Draw a rough shape of your garden on the notepaper, including the contour of your house. Don't worry too much about your artistic skills at this stage.
Measure the length, width and diagonals of the garden, using the house as a datum (starting reference point). If your tape measure isn't long enough then knock in a stake at an appropriate distance (3m, 5m etc.) and continue to measure until you reach the edge of you property. Note the measurements on your rough diagram. If you have used stakes, don't forget to add the distances together.
Measure any significant drops in the garden. With large gardens use a home made spirit level with smaller gardens a normal spirit level is fine. Make a note of these levels on the rough drawing.
Now measure, again from the datum point, any features that are too large or you do not want to remove, including trees*, ponds, patios, greenhouses, sheds etc.
Create a detailed drawing
Create a scale drawing on the graph paper using your notes, using as large a scale as possible. Photocopy this drawing so that you can try different ideas without having to redraw the garden.
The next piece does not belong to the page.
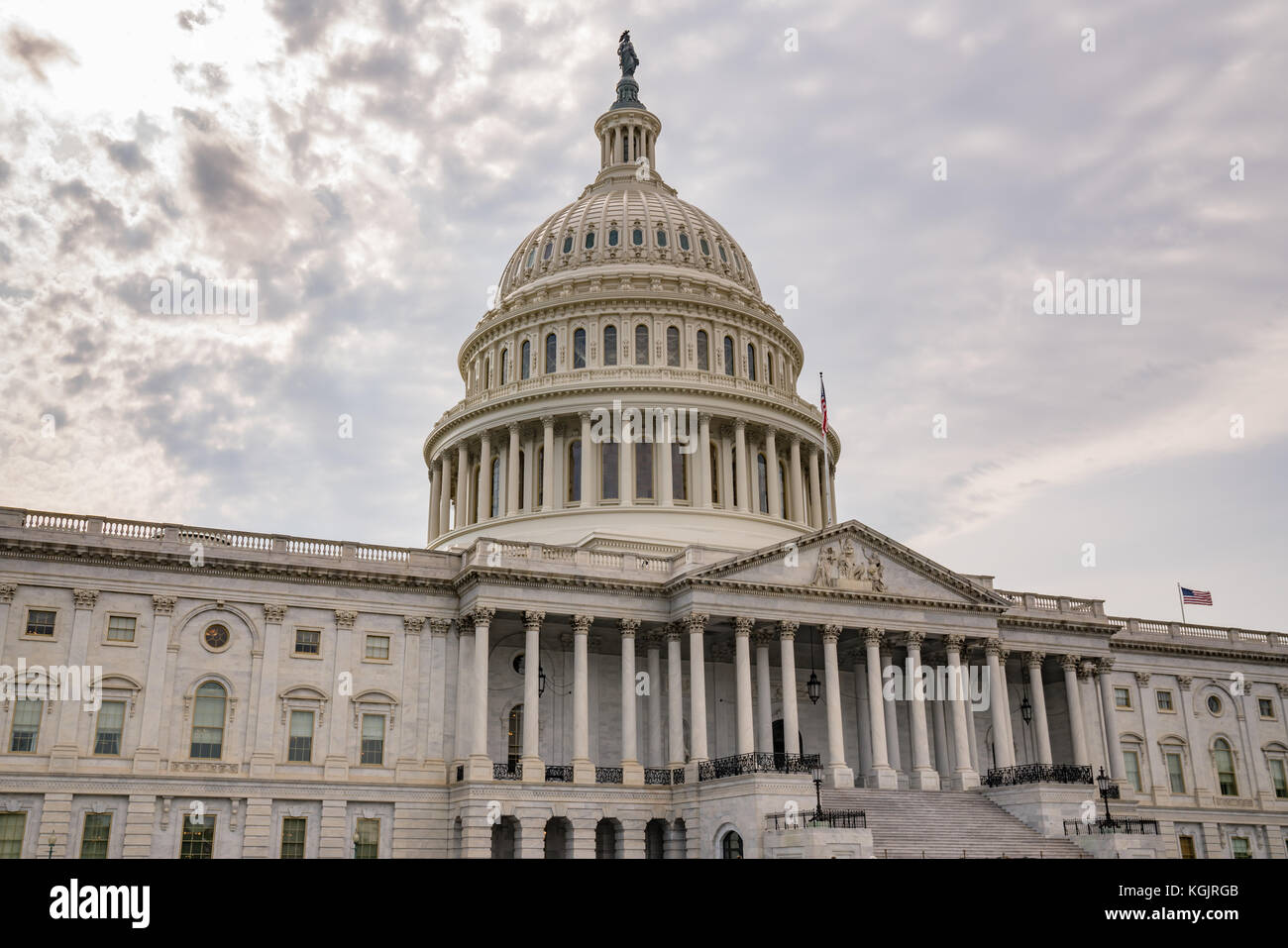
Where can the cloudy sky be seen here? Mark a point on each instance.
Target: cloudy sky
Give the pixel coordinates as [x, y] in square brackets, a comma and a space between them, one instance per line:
[374, 165]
If your garden slopes away or to the house, draw a side elevation using your height measurements.
Include the path of the sun on your plan, so that you can plant shade loving and sun worshiping plants accordingly.
If you have waterlogged/muddy areas or areas of the garden prone to frost, mark these on the plan. Muddy areas can be turned over to borders, you could site a pond here or incorporate some drainage. Frost pockets can be grassed over or planted with frost tolerant plants.
- * Most mature trees can have Tree Preservation Orders (TPO) put on them by anyone asking the Tree Officer at the local council.
- Typically preservation orders are applied to trees that have a trunk diameter of 15cm (6") or more at waist height. Your local authority will have a list of all TPOs in your area.
- Get permission from your local tree officer before doing any work on or around a protected tree. You can be prosecuted and fined (up to a maximum of £20,000) for not complying.